O evangelho de Mateus 4,1 conta que o “Espírito conduziu Jesus ao deserto !”. Há uma verdade extraordinária nestas simples palavras. Quando pensamos em deserto, vem à nossa mente a idéia de um lugar solitário, feio e hostil. Em parte é assim mesmo. Todavia, na Bíblia o deserto é um lugar privilegiado: foi lá que Deus se manifestou ao povo hebreu: revelou seu poder, os alimentou e os livrou da peste, da perseguição e da fome, além de dar os mandamentos (Cf. Êxodo). É também no deserto que Deus sussurra ao coração: “Conduzirei ao deserto e falar-lhe-ei ao Coração! (Os 2,16). É preciso ter a coragem do profeta Jeremias que disse: “Seduziste-me Senhor e me deixei seduzir!”(Jer. 20,7). Essa coragem é muito importante hoje. Exatamente porque temos medo do deserto.
A humanidade hoje tem medo da solidão. Todos tememos estar sozinhos. Porém, se pensarmos bem, nossa trajetória nessa vida se dá rodeada por uma solidão profunda. Nascemos sozinhos. Nosso primeiro choro neste mundo, foi sozinho. Ninguém pode chorar nossas lágrimas ou sofrer nossas dores. Mesmo que alguém esteja ao meu lado na hora da angústia, ninguém pode doer minhas lutas. As minhas dores são só minhas. Solitariamente minhas. Os momentos mais decisivos, decidimos sozinhos. E quando morrermos, morreremos sozinhos. Mesmo que estejamos em meio a um acidente com muitas vítimas, ninguém pode morrer nossa morte. Essa solidão parece assustadora? É aqui que se revela uma grandeza! Nenhuma pessoa humana pode invadir nossa solidão existencial. Isso é assim porque Aquele que nos fez exige e reivindica que apenas Ele possa popular nossa solidão existencial.
A solidão é condição para a oração. Quando estamos sós, temos mais liberdade, facilidade e capacidade de falar com Aquele que é mais íntimo a nós do que nós a nós mesmos (S. Agostinho). Apesar de afirmar que estamos sós, preciso afirmar que não se trata de uma solidão absoluta. Nossa solidão é habitada pelo Senhor, que só pode ser percebido na quietude de quem se deixa seduzir até ao deserto. Lá estamos a sós, mas nunca solitários!
Jesus era uma pessoa madura em todos os sentidos. Por isso não tinha medo do deserto. Por saber estar no deserto, Jesus tinha condições de conviver entre os demais. Só quem aprendeu a mística do deserto sabe saborear a alegria da amizade e da vida social. No deserto temos a chance de nos depararmos com nossa própria verdade.
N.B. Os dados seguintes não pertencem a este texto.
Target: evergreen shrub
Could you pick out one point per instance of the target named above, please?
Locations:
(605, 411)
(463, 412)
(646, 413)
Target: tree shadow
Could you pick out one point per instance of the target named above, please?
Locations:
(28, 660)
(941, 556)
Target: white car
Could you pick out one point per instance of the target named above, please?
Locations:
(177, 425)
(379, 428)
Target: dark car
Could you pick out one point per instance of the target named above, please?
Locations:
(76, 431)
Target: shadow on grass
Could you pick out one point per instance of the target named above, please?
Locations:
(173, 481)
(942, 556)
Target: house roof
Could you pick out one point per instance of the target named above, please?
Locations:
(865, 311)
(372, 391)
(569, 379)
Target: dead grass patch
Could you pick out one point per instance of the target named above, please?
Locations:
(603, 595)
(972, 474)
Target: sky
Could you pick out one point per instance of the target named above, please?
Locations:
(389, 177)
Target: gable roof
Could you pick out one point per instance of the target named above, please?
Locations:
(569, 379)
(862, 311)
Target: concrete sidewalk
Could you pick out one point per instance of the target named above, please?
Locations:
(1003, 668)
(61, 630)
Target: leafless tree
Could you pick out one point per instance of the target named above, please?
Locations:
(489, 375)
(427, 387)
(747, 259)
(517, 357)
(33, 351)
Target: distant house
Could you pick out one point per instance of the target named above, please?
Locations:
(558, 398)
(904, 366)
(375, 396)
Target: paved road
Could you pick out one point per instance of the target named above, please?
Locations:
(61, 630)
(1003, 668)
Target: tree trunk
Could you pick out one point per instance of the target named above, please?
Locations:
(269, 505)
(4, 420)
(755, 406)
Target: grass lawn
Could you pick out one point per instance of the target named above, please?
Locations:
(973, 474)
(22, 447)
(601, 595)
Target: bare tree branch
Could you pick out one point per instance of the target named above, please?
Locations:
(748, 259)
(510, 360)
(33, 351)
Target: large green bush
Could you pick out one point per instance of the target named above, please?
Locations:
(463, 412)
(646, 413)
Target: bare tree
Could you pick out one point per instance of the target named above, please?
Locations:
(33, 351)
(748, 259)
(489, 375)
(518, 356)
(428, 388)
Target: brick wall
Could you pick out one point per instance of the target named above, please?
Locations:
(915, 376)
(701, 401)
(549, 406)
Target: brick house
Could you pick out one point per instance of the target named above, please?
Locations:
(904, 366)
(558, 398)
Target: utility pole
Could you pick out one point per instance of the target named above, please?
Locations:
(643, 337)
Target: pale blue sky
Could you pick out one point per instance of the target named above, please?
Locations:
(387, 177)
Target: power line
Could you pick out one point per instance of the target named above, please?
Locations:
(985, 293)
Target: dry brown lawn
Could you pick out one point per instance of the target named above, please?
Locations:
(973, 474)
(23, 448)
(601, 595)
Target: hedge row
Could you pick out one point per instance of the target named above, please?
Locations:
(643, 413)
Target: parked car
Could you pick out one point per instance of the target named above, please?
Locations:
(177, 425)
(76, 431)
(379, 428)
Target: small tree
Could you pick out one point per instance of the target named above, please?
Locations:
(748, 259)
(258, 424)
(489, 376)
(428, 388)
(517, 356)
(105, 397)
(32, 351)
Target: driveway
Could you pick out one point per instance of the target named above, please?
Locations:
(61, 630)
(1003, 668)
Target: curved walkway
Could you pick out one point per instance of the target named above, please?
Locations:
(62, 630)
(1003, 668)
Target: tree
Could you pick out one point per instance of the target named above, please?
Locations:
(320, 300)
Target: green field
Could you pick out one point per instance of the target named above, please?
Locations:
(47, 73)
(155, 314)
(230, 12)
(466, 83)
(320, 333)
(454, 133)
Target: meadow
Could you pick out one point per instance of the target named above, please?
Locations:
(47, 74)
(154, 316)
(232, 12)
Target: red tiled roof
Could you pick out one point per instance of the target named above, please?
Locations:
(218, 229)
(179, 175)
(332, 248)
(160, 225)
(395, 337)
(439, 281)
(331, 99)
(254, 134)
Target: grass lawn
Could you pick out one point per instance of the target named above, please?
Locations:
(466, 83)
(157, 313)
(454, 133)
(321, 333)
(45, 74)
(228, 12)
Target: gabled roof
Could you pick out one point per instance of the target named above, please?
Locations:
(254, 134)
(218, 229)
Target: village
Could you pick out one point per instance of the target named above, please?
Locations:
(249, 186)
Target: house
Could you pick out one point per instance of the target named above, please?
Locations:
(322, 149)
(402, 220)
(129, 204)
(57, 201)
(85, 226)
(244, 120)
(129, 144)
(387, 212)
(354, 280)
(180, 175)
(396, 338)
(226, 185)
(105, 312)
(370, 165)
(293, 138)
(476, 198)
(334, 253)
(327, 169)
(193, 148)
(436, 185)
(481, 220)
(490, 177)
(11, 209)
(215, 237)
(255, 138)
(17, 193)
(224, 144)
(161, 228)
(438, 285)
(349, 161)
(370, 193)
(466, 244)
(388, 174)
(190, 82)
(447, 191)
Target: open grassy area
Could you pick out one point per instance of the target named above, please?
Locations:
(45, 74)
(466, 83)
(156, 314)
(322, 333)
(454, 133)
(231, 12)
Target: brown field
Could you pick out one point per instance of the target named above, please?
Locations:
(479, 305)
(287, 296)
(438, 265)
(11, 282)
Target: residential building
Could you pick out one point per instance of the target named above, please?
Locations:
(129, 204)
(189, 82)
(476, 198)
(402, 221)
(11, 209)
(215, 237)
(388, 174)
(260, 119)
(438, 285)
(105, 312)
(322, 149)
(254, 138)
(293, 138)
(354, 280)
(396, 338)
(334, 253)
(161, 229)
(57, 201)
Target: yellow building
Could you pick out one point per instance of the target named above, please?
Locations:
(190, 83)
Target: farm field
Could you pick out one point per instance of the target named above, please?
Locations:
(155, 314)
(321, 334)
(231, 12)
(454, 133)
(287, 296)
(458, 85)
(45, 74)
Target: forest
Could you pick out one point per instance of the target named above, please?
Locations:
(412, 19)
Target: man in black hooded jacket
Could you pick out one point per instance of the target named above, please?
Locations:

A verdade da nossa própria identidade. Ninguém perde tempo tentando mentir ou fingir se está sozinho no deserto. É por isso que o deserto é lugar de Encontro. Encontro com a gente mesmo. Na sinceridade da vida! Condição para o Encontro com o Senhor Jesus.
Existe uma mística no deserto. E quanto mais fugirmos dele, mais nos tornamos cegos para muitas verdades da nossa própria vida. Só quem conhece a Verdade, de fato pode ser livre! (Jo 8,32). Quem perdeu o medo da solidão tem mais condições de viver a comunhão!
Não fuja do deserto. Se você já está nele, aprenda a olhar o lado bonito e ‘místico’ da coisa. Não tenha medo de abraçar essa solidão para experimentar a Companhia que realmente nos completa. A presença daquEle de quem ninguém pode se esconder!(Sl 138).